The standard data output format from these sequencers is known as FASTQ. Such FASTQ files are essentially text files which record the sequence of each read, along with an associated quality score which provides an estimate of the reliability of each base call. These files (usually in conjunction with genome reference and relevant metadata files) are what are processed by NGS bioinformatics pipelines. Owing to their large size, FASTQ files are typically compressed using gzip.

You may already be familiar with FASTA format to report nucleotide sequences.
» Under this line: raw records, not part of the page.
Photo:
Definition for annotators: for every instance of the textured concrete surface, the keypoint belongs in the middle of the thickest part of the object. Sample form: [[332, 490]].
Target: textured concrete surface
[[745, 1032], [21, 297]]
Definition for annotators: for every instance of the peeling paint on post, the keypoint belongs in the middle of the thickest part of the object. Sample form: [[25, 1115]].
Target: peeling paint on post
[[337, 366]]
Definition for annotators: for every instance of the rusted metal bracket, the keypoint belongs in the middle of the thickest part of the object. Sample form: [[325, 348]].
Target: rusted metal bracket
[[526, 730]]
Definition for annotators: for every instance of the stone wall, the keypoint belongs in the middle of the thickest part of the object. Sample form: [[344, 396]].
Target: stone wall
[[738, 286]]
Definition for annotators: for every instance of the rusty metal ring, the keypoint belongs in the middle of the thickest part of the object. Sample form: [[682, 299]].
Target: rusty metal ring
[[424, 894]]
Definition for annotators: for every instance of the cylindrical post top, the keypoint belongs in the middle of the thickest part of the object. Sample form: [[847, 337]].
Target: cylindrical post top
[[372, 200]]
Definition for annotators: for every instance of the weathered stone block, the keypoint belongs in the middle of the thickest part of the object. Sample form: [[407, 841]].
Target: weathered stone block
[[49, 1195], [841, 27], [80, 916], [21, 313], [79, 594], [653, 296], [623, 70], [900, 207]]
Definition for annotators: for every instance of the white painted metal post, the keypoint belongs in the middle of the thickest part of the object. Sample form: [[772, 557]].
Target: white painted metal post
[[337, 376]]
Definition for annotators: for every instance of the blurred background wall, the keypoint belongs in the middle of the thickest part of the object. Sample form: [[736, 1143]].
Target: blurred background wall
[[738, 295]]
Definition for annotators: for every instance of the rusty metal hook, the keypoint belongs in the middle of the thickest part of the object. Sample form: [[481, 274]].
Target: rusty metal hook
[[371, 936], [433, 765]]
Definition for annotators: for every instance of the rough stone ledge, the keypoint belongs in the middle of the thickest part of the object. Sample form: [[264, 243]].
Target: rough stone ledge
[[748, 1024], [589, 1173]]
FASTQ format is similar to that, but it also reports a metric called a quality score, which reflects the likelihood of a given base-call being correct.

Look at the extract from a FASTQ file below, which shows the information pertaining to a single read.

@SRR071233.197343 NRTG514-16_0001:3:2:6067:17258 length=40
TGGGTAGTATTTGGTTACATGAGTAAGTTCTTTAATGGTG
+
CCCCCCCCCCCCCCCCCCCCCCCCCCCCCCCCCCCCCCDC

Each read will comprise 4 lines of text:

Line1 – the contents of this line may vary, although it should always begin with the @ character and is then followed by the sequence identifier. In this example, the identifier is a public repository accession number (SRR071233), followed by the number of reads within the file (197343).

There is then additional information referring to the machine that was used to perform the sequencing. There is also information about where the read was detected - 3:2:6067:17258 (lane3 : tile2 : x coo-ordinate 6067 : y co-ordinate 17258), but the ordering of this information will depend on the software version used by the sequencer. Also included in Line1 is the length of the read – which in this case is 40 base pairs.

Line 2 – the nucleotide sequence reported. Bases that cannot be called with sufficient confidence are represented by an N.

Line 3 – by convention this is a + character (or sometimes a repeat of line 1).

Line 4 – the quality scores associated with each base-call. In this case the quality score is either a C or a D.

Explanation of quality scores

This score reports the quality of the base-call two lines above and in the same column in the FASTQ file. The quality score could be a number, but it could be a letter or a symbol. Significantly, each of these characters can be converted to a numerical value. (This indirectly makes use of ASCII encoding, native to computers, in which every character has a numerical value.) Below lists the possible characters (which begin with an ! which corresponds to a score of 0, reaching a maximum score of 40 with the letter I).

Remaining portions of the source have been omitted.